Beaucoup d’autres techniques restent encore à développer sur l’exploitation. Comme par exemple, le non-labour qui permet d’augmenter le taux de matières organiques dans la terre et limite la déstructuration du sol. Cette technique a été adoptée par Grégoire Lhotte, agriculteur près de Compiègne, lui aussi dans l’Oise. En 2009, 60% de ses parcelles étaient labourées contre 8% en 2016. "La terre est plus fertile", assure-t-il.

Son exploitation est membre du réseau Dephy, qui vise à réduire fortement l’usage des produits phytosanitaires. "J’ai réduit des intrants chimiques en replaçant l’agronomie au cœur de mon système, en mobilisant des leviers préventifs et en maintenant un assolement (rotation des cultures, ndr) diversifié", indique le chef d’exploitation.

"La réduction des produits phytosanitaires est nécessaire parce que  les consommateurs sont de plus en plus attentifs au sujet, mais aussi parce qu’ils ont une incidence sur nos sols en terme de productivité à long terme. Le tout chimique ne fonctionne plus. Être capable de de travailler sans pesticide est un gage de réussite pour demain", estime Grégoire Lhotte.

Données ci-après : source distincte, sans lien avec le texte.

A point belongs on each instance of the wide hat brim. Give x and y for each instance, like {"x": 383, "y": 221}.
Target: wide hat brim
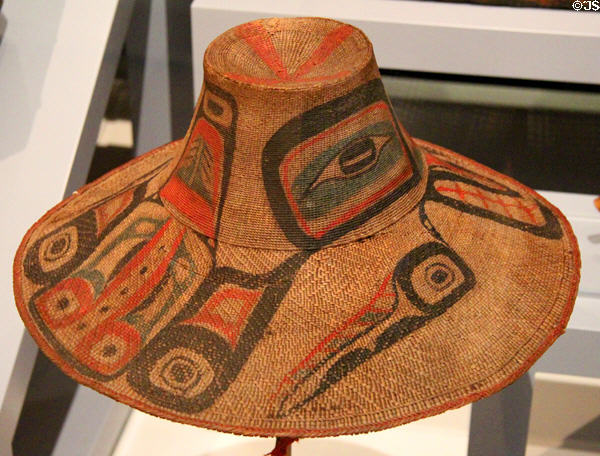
{"x": 449, "y": 304}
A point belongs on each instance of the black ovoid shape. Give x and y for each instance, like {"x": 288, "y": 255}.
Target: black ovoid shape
{"x": 225, "y": 361}
{"x": 550, "y": 229}
{"x": 446, "y": 266}
{"x": 307, "y": 125}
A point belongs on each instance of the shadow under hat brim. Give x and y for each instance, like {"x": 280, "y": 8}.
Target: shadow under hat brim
{"x": 450, "y": 304}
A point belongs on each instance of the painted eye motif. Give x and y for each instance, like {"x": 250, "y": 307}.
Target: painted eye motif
{"x": 332, "y": 168}
{"x": 433, "y": 277}
{"x": 356, "y": 158}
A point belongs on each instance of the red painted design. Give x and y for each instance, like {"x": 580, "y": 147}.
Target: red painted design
{"x": 188, "y": 202}
{"x": 405, "y": 174}
{"x": 73, "y": 296}
{"x": 260, "y": 41}
{"x": 235, "y": 303}
{"x": 462, "y": 191}
{"x": 130, "y": 294}
{"x": 109, "y": 347}
{"x": 353, "y": 326}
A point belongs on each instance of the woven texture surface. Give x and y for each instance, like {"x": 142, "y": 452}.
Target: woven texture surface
{"x": 297, "y": 265}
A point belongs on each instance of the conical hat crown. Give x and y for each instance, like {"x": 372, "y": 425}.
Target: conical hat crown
{"x": 297, "y": 265}
{"x": 294, "y": 143}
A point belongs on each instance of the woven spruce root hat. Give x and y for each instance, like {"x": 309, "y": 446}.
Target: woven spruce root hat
{"x": 297, "y": 265}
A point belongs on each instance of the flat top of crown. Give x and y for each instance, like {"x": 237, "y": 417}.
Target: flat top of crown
{"x": 289, "y": 53}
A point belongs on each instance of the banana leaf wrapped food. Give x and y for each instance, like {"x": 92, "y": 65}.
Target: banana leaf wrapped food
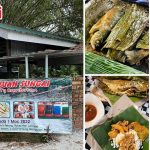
{"x": 122, "y": 35}
{"x": 92, "y": 16}
{"x": 144, "y": 41}
{"x": 129, "y": 28}
{"x": 103, "y": 27}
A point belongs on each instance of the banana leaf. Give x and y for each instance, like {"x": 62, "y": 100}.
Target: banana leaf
{"x": 100, "y": 133}
{"x": 102, "y": 28}
{"x": 95, "y": 64}
{"x": 134, "y": 57}
{"x": 95, "y": 11}
{"x": 129, "y": 28}
{"x": 144, "y": 42}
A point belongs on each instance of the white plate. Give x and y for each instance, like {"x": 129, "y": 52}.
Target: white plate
{"x": 95, "y": 101}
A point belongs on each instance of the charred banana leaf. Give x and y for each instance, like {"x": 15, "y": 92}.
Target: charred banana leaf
{"x": 103, "y": 27}
{"x": 135, "y": 56}
{"x": 129, "y": 28}
{"x": 144, "y": 42}
{"x": 96, "y": 10}
{"x": 116, "y": 55}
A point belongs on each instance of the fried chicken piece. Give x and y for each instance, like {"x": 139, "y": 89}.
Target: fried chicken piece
{"x": 127, "y": 143}
{"x": 112, "y": 134}
{"x": 142, "y": 131}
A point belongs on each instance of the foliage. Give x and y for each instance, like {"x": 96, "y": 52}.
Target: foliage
{"x": 62, "y": 17}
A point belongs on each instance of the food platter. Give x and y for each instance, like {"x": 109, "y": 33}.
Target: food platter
{"x": 116, "y": 38}
{"x": 92, "y": 100}
{"x": 100, "y": 133}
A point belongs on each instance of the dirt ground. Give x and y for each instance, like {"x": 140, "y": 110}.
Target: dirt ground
{"x": 59, "y": 142}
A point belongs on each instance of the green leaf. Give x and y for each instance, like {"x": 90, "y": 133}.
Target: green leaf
{"x": 95, "y": 64}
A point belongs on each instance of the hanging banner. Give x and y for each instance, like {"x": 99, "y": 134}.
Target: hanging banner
{"x": 36, "y": 106}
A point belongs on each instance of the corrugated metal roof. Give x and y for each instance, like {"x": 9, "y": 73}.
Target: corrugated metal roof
{"x": 36, "y": 33}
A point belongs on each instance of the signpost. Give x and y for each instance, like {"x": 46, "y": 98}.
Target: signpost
{"x": 1, "y": 12}
{"x": 34, "y": 106}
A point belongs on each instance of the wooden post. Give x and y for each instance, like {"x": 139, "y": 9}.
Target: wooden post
{"x": 46, "y": 66}
{"x": 27, "y": 67}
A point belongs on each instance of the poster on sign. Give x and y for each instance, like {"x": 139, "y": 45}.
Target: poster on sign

Ainsi, il favorise le désherbage mécanique. Le but est de détruire à l'aide de machine les adventices, ces plantes sauvages qui poussent dans les champs, sans recourir à des produits chimiques. Cela nécessite que les plantations soient plus espacées, une perte de rendement en partie compensée par des moindres achats de produits phytosanitaires. 

Lancement d'un méthaniseur 

Son objectif est de réduire de 50% l’usage des produits phytosanitaires et de 40% les herbicides entre d'ici 2018. Pour y parvenir, l’agriculteur a, entre autres, lancé un projet de méthaniseur à 6 millions d'euros. "L’idée était de retrouver une source de matière organique à utiliser sur l’exploitation. On pensait au départ à l’élevage mais on s’est finalement orienté vers cette nouvelle production qui permet de fournir de l’énergie pour les collectivités", explique Grégoire Lhotte.

Les matières organiques incorporées dans le méthaniseur, comme de la pulpe de betteraves ou des cultures non vendables, sont transformés en digestat. Le fertilisant résultant pourra ainsi être directement épandu sur les cultures. De plus, le méthaniseur doit, à terme, produire 400 mètres cubes par heure de biométhane qui seront injectés dans le réseau de distribution de la ville voisine, Compiègne. Un bénéfice double pour l'agriculteur.